His eyebrows flickered upwards. "Yes," he said, and he seemed puzzled.

She frowned. "You--I argued with Duncan MacLeod about you. Three thousand years ago. I remember--" She broke off, and her heart leaped in her chest. She knew this man's face from nightmares, knew that she feared him. Why did she not know why?

His lips parted, but he said nothing; his body was so still that she wondered if he was breathing at all.

"I hated you," she said, and gritted her teeth. "You're a monster. Or so I thought."

He smiled, and in the flash of his bared teeth she knew fear. She had seen that killer's smile before--

She swallowed hard.

Gently, he said, "Cassandra. It may be that you've forgotten everything before you took your first head. It's what happened to me. I think it happens to us all, if we live long enough."

Cassandra stepped away from him, lifting her chin. This man is a liar, her gut insisted, but yet his words felt true. "Why should I believe you?"

He opened his hands, letting the fingers spider outwards, the folds of his coat hanging loosely at his sides. She wondered how many weapons he had in that coat; there was certainly no environmental need for it, here under the domes. "Because I gave you your first death," he said. "Or--was there for it, if I did not kill you myself. I confess, it was so long ago that I scarcely remember it myself."

Her breath caught in her throat; this, too, felt true.

His eyes crinkled at the corners, and for a moment he looked unthreatening. Young. She'd had lovers who looked like him many times--tall mortal men, dark-haired, hazel-eyed.

She wondered if they had all been replays of this man.

Her murderer.

Or, looked at another way, the man who had given her over five thousand years of life--that she remembered, at any rate.

She lowered her blade. "Tell me," she said. "What was I, when you killed me?"

He shrugged. "A healer's apprentice, I believe. I didn't pay much attention." He smiled at her again, and again, she felt fear knot her stomach.

Liar, something inside her whispered. Killer.

"Tell me," she said, forcing that voice to silence in her gut, wanting nothing more than to hear tales of a world long gone, gone even from her memory. "Please. You're old enough--you must be old enough. Tell me what my world was like."

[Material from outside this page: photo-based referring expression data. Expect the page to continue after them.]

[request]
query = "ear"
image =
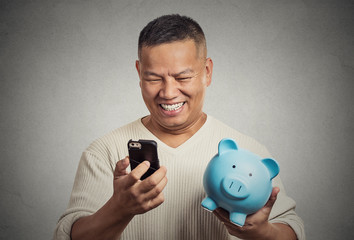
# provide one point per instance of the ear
(227, 144)
(137, 66)
(272, 166)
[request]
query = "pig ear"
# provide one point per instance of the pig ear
(272, 166)
(227, 144)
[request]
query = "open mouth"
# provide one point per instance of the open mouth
(172, 107)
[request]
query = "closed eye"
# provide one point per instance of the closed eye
(183, 78)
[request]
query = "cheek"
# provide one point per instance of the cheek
(148, 91)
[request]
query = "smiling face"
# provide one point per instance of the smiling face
(173, 80)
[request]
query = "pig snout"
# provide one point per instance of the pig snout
(235, 188)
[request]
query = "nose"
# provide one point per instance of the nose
(169, 89)
(235, 188)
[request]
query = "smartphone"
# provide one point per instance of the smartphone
(142, 150)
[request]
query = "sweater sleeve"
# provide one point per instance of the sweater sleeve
(93, 186)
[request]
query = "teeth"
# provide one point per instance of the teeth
(172, 107)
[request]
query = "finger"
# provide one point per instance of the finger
(273, 197)
(156, 191)
(222, 214)
(121, 167)
(152, 181)
(137, 173)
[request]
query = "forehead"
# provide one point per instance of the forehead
(177, 52)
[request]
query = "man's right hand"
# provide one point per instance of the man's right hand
(133, 196)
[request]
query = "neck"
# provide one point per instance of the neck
(174, 137)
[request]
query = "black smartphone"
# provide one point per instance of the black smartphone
(142, 150)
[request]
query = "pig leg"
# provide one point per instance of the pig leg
(209, 204)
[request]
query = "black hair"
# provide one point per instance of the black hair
(171, 28)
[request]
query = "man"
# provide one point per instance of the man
(174, 73)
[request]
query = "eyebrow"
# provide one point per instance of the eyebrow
(186, 71)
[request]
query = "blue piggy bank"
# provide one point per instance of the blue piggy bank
(238, 181)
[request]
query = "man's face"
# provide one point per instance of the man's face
(173, 81)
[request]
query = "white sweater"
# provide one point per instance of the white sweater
(181, 215)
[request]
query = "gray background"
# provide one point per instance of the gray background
(283, 73)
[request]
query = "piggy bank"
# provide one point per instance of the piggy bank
(238, 181)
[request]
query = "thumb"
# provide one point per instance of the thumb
(121, 167)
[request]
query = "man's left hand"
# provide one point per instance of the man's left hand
(256, 225)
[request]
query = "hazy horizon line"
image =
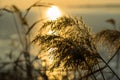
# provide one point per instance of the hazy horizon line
(96, 6)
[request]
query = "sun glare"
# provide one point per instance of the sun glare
(53, 13)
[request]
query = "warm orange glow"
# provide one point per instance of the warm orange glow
(53, 13)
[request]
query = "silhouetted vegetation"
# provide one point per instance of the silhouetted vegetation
(68, 50)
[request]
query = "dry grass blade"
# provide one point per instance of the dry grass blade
(72, 43)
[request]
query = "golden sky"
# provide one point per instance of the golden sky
(61, 3)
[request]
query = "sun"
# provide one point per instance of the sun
(53, 13)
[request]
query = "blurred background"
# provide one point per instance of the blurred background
(95, 14)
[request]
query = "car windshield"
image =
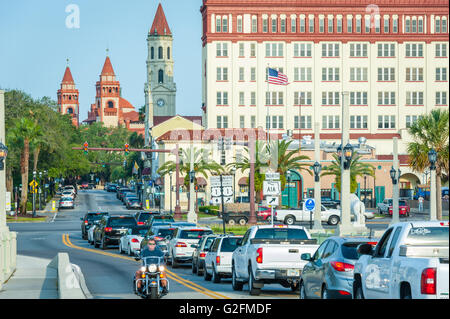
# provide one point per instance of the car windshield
(281, 233)
(427, 236)
(122, 222)
(194, 233)
(229, 244)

He stepped forward, into shadow; his voice echoed like an angel's in the dark. "The world was very old, even then," he said. "Old, and empty, and there was nothing but the desert of my rage." His eyes glinted from the shadow. "To you, I suppose, it was still young and lovely, but I remember only the blood."

She closed her eyes, and suddenly his hand gripped her shoulder and his mouth was hard on hers; his body was lean and strong against her. "Live, girl," he said, as he released her, as he found her eyes with his. He kissed her again, more gently, and whispered "Live" into her open mouth.

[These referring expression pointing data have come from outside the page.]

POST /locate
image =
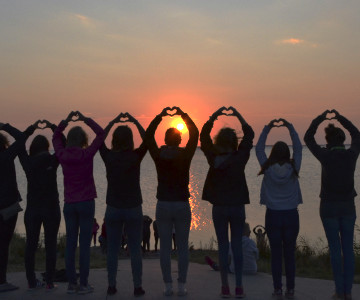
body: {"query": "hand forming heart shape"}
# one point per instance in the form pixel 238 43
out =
pixel 330 115
pixel 278 123
pixel 226 111
pixel 42 124
pixel 172 111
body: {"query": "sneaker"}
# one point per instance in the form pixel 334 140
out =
pixel 72 288
pixel 239 292
pixel 51 287
pixel 85 289
pixel 277 294
pixel 289 294
pixel 7 287
pixel 38 285
pixel 111 290
pixel 138 291
pixel 168 291
pixel 225 292
pixel 182 291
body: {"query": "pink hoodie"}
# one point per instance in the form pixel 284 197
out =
pixel 77 164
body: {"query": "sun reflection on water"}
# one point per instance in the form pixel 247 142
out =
pixel 199 219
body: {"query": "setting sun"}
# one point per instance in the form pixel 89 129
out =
pixel 180 126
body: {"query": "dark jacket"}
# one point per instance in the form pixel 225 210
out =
pixel 225 182
pixel 41 174
pixel 337 166
pixel 9 193
pixel 172 163
pixel 123 176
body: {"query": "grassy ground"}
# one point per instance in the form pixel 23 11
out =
pixel 312 260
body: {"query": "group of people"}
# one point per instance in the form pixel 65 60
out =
pixel 225 188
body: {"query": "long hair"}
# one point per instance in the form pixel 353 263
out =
pixel 39 144
pixel 226 139
pixel 280 154
pixel 172 137
pixel 4 142
pixel 122 139
pixel 334 136
pixel 77 137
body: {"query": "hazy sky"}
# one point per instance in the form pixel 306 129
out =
pixel 269 59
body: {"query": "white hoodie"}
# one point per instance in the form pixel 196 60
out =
pixel 280 189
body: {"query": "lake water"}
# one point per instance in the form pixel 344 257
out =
pixel 202 229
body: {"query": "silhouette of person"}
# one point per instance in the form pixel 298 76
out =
pixel 9 198
pixel 76 159
pixel 124 199
pixel 146 233
pixel 42 207
pixel 337 207
pixel 280 192
pixel 260 234
pixel 173 209
pixel 225 187
pixel 156 234
pixel 96 227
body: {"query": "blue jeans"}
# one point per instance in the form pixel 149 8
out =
pixel 35 217
pixel 223 216
pixel 79 216
pixel 282 227
pixel 171 215
pixel 115 220
pixel 340 235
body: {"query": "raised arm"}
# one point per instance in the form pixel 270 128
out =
pixel 247 141
pixel 309 137
pixel 150 134
pixel 193 132
pixel 354 132
pixel 296 143
pixel 205 138
pixel 100 133
pixel 260 146
pixel 143 146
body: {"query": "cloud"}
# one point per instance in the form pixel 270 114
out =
pixel 84 20
pixel 296 42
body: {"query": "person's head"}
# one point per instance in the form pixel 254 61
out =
pixel 77 137
pixel 246 229
pixel 280 154
pixel 172 137
pixel 334 136
pixel 226 140
pixel 39 144
pixel 4 142
pixel 122 139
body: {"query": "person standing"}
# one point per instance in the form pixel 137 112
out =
pixel 124 199
pixel 42 207
pixel 173 209
pixel 76 159
pixel 281 194
pixel 226 189
pixel 9 198
pixel 337 195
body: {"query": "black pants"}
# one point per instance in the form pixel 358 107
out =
pixel 50 219
pixel 6 232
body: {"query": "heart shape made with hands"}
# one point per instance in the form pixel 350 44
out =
pixel 124 119
pixel 75 117
pixel 330 116
pixel 171 112
pixel 278 123
pixel 42 125
pixel 227 111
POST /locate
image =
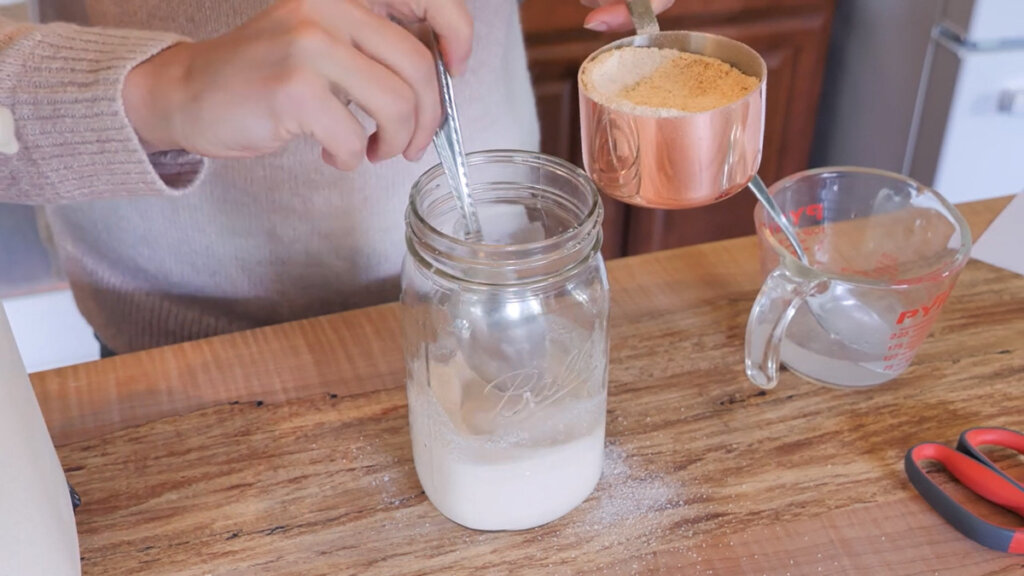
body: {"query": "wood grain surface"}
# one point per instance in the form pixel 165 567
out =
pixel 705 474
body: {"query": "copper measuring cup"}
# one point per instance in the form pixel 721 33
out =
pixel 675 160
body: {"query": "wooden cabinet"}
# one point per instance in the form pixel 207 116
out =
pixel 791 35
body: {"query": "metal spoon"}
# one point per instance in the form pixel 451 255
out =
pixel 645 22
pixel 837 311
pixel 498 336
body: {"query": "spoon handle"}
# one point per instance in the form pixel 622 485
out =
pixel 759 189
pixel 448 142
pixel 643 16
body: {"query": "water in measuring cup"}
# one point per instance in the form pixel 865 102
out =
pixel 850 354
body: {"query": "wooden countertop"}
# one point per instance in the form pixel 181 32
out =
pixel 285 450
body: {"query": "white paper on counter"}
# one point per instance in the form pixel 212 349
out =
pixel 1003 244
pixel 38 535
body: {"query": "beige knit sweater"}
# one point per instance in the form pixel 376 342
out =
pixel 171 247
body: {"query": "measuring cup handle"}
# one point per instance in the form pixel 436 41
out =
pixel 778 300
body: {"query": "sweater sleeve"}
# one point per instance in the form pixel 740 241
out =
pixel 64 132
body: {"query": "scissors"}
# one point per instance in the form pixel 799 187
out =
pixel 976 471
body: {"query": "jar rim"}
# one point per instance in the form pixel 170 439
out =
pixel 509 157
pixel 510 264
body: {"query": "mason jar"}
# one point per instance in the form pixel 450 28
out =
pixel 506 341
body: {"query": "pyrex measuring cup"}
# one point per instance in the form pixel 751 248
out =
pixel 884 253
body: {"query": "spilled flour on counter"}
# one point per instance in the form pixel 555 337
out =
pixel 664 81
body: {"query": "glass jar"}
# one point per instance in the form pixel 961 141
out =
pixel 506 341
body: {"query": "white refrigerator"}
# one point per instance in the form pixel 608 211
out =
pixel 930 88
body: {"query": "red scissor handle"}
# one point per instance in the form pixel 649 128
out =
pixel 973 438
pixel 984 481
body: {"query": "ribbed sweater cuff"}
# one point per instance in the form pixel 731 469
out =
pixel 65 85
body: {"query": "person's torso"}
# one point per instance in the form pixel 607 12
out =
pixel 281 237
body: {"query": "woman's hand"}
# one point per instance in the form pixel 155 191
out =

And then he was gone, and she watched him walk away. As he reached the exit, she called after him, "Your name! I don't remember your name!"

He did not turn or answer, and the door slid shut behind him. She stood there and listened to the fading ghost of his Quickening, then glanced up at the shielding glass. Jupiter looked down at her, like a great eye, red and malevolent.

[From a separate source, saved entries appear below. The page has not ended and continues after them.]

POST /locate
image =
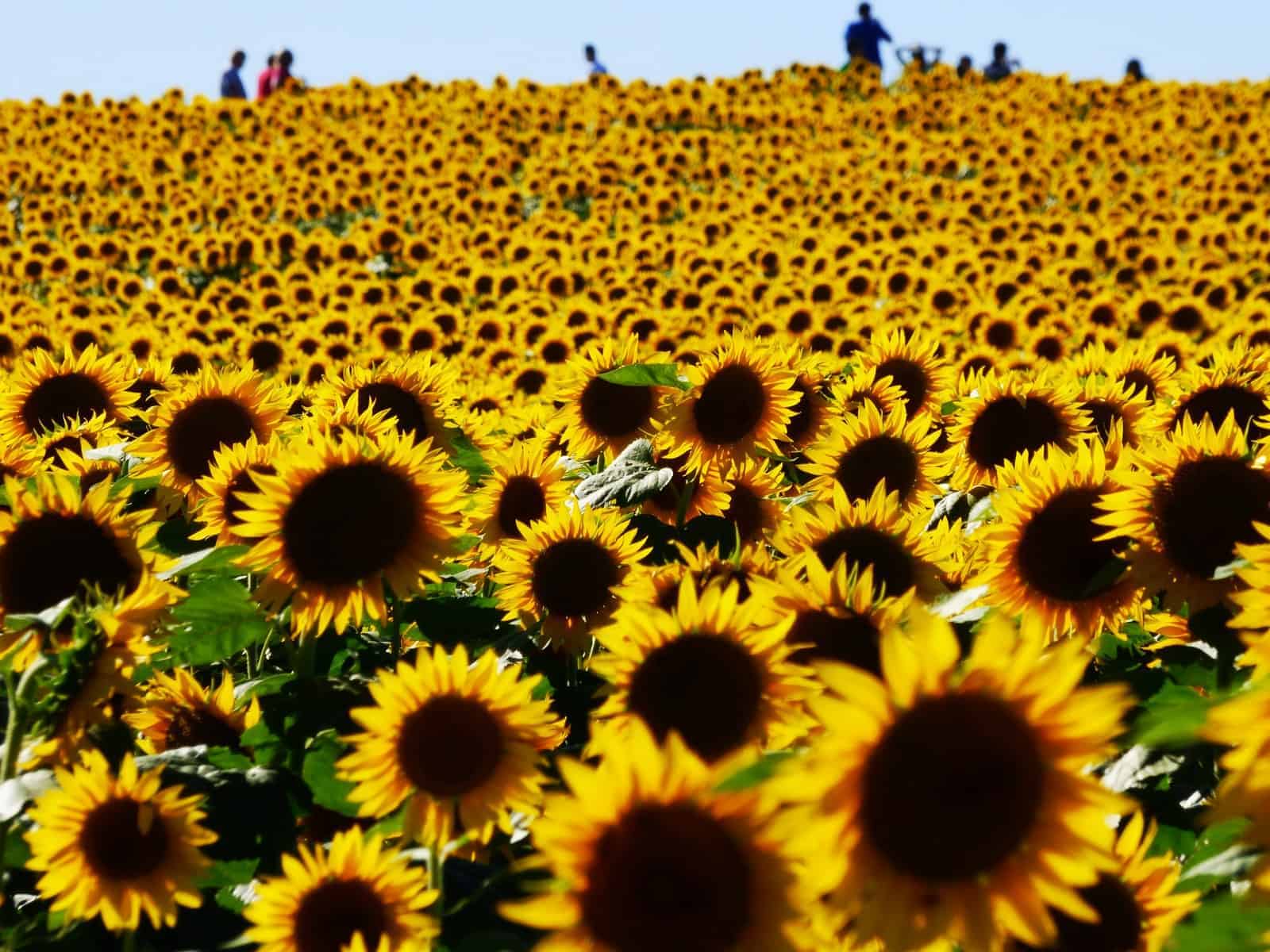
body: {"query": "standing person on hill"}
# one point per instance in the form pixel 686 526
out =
pixel 864 37
pixel 268 79
pixel 232 83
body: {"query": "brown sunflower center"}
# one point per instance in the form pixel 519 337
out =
pixel 821 636
pixel 243 482
pixel 450 746
pixel 1058 552
pixel 330 914
pixel 121 842
pixel 910 378
pixel 200 429
pixel 190 727
pixel 575 578
pixel 668 877
pixel 864 546
pixel 1009 425
pixel 403 406
pixel 59 399
pixel 1118 930
pixel 883 459
pixel 730 405
pixel 804 414
pixel 52 556
pixel 521 501
pixel 351 524
pixel 952 789
pixel 1218 403
pixel 746 512
pixel 614 410
pixel 1208 508
pixel 705 689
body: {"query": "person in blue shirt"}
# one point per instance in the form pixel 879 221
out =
pixel 864 37
pixel 232 84
pixel 596 67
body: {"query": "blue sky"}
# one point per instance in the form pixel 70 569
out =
pixel 146 46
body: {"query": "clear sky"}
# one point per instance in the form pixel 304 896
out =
pixel 121 48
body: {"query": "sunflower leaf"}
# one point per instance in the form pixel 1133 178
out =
pixel 216 621
pixel 647 374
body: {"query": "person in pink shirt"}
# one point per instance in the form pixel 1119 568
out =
pixel 268 79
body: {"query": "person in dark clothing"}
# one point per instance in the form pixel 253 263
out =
pixel 1001 65
pixel 865 36
pixel 232 83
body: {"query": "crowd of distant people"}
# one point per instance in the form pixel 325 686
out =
pixel 275 75
pixel 864 38
pixel 867 35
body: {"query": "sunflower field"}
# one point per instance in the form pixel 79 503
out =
pixel 776 513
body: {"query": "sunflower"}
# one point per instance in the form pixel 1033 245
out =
pixel 868 450
pixel 526 482
pixel 232 474
pixel 451 739
pixel 565 573
pixel 741 401
pixel 355 895
pixel 912 366
pixel 117 846
pixel 341 518
pixel 601 416
pixel 1187 501
pixel 211 410
pixel 414 390
pixel 946 803
pixel 651 854
pixel 44 393
pixel 753 499
pixel 1010 416
pixel 870 533
pixel 60 543
pixel 1137 908
pixel 179 712
pixel 829 613
pixel 1048 555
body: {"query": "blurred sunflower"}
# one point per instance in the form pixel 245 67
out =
pixel 341 518
pixel 459 743
pixel 117 846
pixel 945 803
pixel 355 895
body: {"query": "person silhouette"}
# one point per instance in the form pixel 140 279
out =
pixel 1001 65
pixel 864 37
pixel 597 69
pixel 232 83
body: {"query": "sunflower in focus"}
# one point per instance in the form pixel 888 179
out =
pixel 1189 501
pixel 117 846
pixel 1049 556
pixel 42 393
pixel 459 743
pixel 213 410
pixel 741 401
pixel 343 518
pixel 353 895
pixel 956 803
pixel 179 712
pixel 704 670
pixel 651 854
pixel 867 451
pixel 565 573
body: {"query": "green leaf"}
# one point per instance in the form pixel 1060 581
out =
pixel 217 620
pixel 647 374
pixel 759 772
pixel 319 774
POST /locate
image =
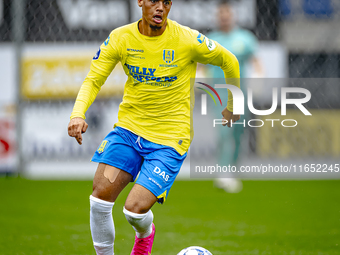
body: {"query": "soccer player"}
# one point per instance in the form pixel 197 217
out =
pixel 153 132
pixel 243 44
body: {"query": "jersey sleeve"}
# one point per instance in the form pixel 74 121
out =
pixel 207 51
pixel 102 65
pixel 87 93
pixel 108 55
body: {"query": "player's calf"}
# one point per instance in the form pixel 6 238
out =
pixel 145 231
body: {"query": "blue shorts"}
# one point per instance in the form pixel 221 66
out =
pixel 157 165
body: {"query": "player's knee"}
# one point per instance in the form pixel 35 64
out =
pixel 136 206
pixel 102 193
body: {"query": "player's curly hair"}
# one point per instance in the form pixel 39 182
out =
pixel 225 2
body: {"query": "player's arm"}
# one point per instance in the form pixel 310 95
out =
pixel 102 65
pixel 211 52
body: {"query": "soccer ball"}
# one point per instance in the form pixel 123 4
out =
pixel 194 250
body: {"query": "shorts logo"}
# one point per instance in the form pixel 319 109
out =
pixel 102 147
pixel 97 55
pixel 168 56
pixel 107 41
pixel 158 171
pixel 200 38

"I'm going back to Earth," she told it, and scrubbed one hand over her lips. Earth was where she'd come from; Earth would have the answers. On Earth, she could find her memories, find out who the hell he was, that son of a bitch--she'd find him out, and come back and--

--and the world was old, he'd said.

The world.

She herself.

She took a deep breath and lay back down on the bench; stared Jupiter straight in the face. "You don't scare me, old god," she said, aiming a finger at it. "You're dead. You don't scare me."